Sunday, January 7, 2018

VLOOKUP - Quick Reference

Today i was using VLOOKUP after long (as was involved in Data Migration validation) and i kind of struggled a bit initially. It is straightforward once you know it, but if you have forgotten the mechanism and the logic behind it, it takes a few, not much, but a few iterations to get it right. The purpose of this quick reference blog post is to stop wasting the time in re-inventing the feature in future, if i not use it for long again. This is typical right, once you stop using what you have learnt, your brain tend to either delete it from your memory or keep it somewhere else in the memory, so that it can focus on the recent learning or tend to focus on what matters you most.

I am going to write this post in the language that i would understand once i refer to it in future.

VLOOKUP is simply finding a corresponding value for a desired constant, from a stack of huge data. For example, there may be a excel sheet with 10,000 rows and 19 columns. You know that 1st column is the list of employee id and all the other columns could have different set of data like, salary, leaves, role, employee name, project allocation, reporting manager and years of experience etc. 

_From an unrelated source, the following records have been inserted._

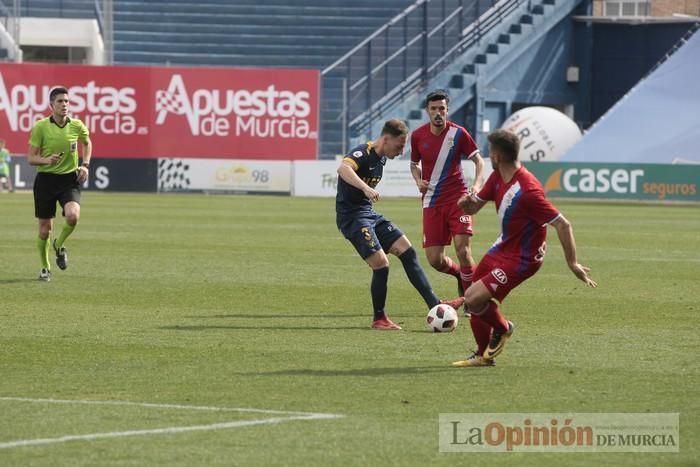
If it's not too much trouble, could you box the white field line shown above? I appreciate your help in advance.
[0,397,343,449]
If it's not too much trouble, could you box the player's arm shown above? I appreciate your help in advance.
[411,161,430,194]
[78,138,92,183]
[550,214,598,287]
[338,159,379,203]
[27,144,63,169]
[469,151,484,193]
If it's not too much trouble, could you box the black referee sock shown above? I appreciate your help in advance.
[399,247,440,308]
[370,267,389,321]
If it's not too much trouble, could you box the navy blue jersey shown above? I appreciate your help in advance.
[335,142,386,214]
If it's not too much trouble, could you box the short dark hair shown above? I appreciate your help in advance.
[382,118,408,136]
[488,129,520,162]
[424,89,450,107]
[49,86,68,102]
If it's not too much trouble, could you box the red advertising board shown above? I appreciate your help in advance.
[0,63,320,160]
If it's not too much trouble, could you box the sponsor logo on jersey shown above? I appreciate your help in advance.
[491,268,508,285]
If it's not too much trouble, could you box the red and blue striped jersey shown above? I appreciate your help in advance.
[477,167,561,265]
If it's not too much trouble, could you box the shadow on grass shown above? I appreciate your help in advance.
[185,313,372,319]
[0,277,39,284]
[227,364,474,377]
[158,324,372,331]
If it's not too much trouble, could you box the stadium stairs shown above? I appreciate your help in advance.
[350,0,582,148]
[114,0,410,69]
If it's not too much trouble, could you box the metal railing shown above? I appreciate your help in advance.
[322,0,528,139]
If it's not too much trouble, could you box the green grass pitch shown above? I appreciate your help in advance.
[0,192,700,466]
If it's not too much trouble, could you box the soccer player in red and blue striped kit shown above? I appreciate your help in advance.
[452,130,598,367]
[411,89,484,295]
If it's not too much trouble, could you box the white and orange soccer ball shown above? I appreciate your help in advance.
[425,303,459,332]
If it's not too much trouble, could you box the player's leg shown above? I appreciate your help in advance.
[389,235,440,309]
[33,173,56,281]
[365,250,401,330]
[336,214,401,330]
[53,182,80,269]
[36,218,53,282]
[448,204,476,294]
[423,207,463,296]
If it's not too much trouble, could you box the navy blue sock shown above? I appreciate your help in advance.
[370,266,389,320]
[399,247,440,308]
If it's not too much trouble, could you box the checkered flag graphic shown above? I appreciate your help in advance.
[158,159,190,191]
[156,89,185,115]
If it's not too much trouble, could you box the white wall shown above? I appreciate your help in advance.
[19,18,104,65]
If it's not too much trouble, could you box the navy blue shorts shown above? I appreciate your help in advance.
[336,212,403,259]
[34,172,80,219]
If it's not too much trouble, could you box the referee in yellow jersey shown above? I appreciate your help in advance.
[27,87,92,281]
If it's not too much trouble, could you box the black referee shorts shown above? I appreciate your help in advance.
[34,172,80,219]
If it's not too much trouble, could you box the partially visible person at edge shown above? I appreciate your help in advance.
[411,89,484,295]
[27,87,92,281]
[452,130,597,367]
[335,119,464,330]
[0,139,15,193]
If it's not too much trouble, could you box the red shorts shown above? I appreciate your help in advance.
[474,254,542,302]
[423,201,473,248]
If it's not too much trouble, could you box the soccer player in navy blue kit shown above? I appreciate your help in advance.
[335,119,464,331]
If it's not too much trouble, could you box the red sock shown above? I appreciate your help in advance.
[460,264,474,290]
[469,315,491,355]
[439,256,460,277]
[479,302,508,332]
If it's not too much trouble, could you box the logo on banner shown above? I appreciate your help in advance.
[0,73,142,135]
[155,73,317,139]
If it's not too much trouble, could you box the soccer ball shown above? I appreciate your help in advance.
[425,303,459,332]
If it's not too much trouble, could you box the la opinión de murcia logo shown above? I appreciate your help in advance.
[155,74,317,138]
[0,73,141,134]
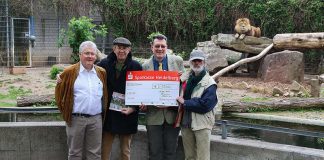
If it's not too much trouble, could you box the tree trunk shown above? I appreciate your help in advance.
[273,32,324,49]
[212,44,273,79]
[222,98,324,112]
[17,94,55,107]
[211,33,272,54]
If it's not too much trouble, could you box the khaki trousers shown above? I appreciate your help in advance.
[181,128,211,160]
[66,114,102,160]
[102,131,132,160]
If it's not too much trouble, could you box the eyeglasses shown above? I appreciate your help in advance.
[154,45,166,49]
[192,59,202,63]
[82,52,96,57]
[153,34,167,41]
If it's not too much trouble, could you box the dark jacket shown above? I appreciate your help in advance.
[98,52,142,134]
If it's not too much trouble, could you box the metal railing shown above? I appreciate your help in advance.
[0,107,60,122]
[0,107,324,139]
[215,120,324,139]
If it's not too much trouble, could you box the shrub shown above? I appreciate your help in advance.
[50,66,63,79]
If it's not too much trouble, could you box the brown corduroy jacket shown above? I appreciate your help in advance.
[55,62,108,125]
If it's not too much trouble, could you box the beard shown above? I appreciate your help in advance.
[190,63,205,74]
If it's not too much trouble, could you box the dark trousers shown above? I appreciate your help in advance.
[146,123,180,160]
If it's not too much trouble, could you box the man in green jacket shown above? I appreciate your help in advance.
[55,41,108,160]
[177,50,217,160]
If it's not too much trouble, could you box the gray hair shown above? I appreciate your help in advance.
[79,41,97,53]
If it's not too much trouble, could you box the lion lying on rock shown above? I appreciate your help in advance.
[234,18,261,39]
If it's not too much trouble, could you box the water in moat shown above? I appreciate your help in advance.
[213,115,324,149]
[0,114,324,149]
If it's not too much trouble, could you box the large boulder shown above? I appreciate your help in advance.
[197,41,241,73]
[259,50,304,83]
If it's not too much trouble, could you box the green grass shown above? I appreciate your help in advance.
[45,83,56,89]
[0,102,17,107]
[0,86,32,100]
[240,97,271,102]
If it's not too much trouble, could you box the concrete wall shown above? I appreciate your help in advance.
[0,122,324,160]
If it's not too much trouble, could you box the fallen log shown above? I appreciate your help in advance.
[212,44,273,81]
[222,98,324,112]
[211,33,272,54]
[273,32,324,49]
[17,94,55,107]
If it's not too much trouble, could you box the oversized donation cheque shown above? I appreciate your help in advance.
[125,71,180,106]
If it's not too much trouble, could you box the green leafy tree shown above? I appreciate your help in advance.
[58,16,107,63]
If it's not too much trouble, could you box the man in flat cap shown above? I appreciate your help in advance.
[177,50,217,160]
[98,37,142,160]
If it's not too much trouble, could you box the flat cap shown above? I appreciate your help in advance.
[113,37,132,47]
[189,50,205,61]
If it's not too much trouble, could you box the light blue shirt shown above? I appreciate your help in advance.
[72,64,103,115]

Now if someone asks you to prepare a report for 2000 random employees out of 10,000 and they wish to include values from some random 8 columns out of 19, then there are potentially two ways to do it. Either manually search for each and every employee and then search for the corresponding values in the respective columns and then create the report, which is tedious and time consuming or simply use VLOOUP feature. 

Before using VLOOKUP, we shall first look at the contents of VLOOKUP.

VLOOKUP(lookup_value, table array, col_index_num, [range_lookup])

In our example, we will create a new excel sheet with first column being the employee ID (with employee IDs populated) and then the 18 columns for which we require the data. The next 18 columns is where we will be applying the VLOOKUP.

For example the first column is employee id and the first value in the employee ID column is 001 and is in cell A1.

Assume that we wish to find the employee name in the second column.We will apply the VLOOKUP in the second column i.e. Employee name .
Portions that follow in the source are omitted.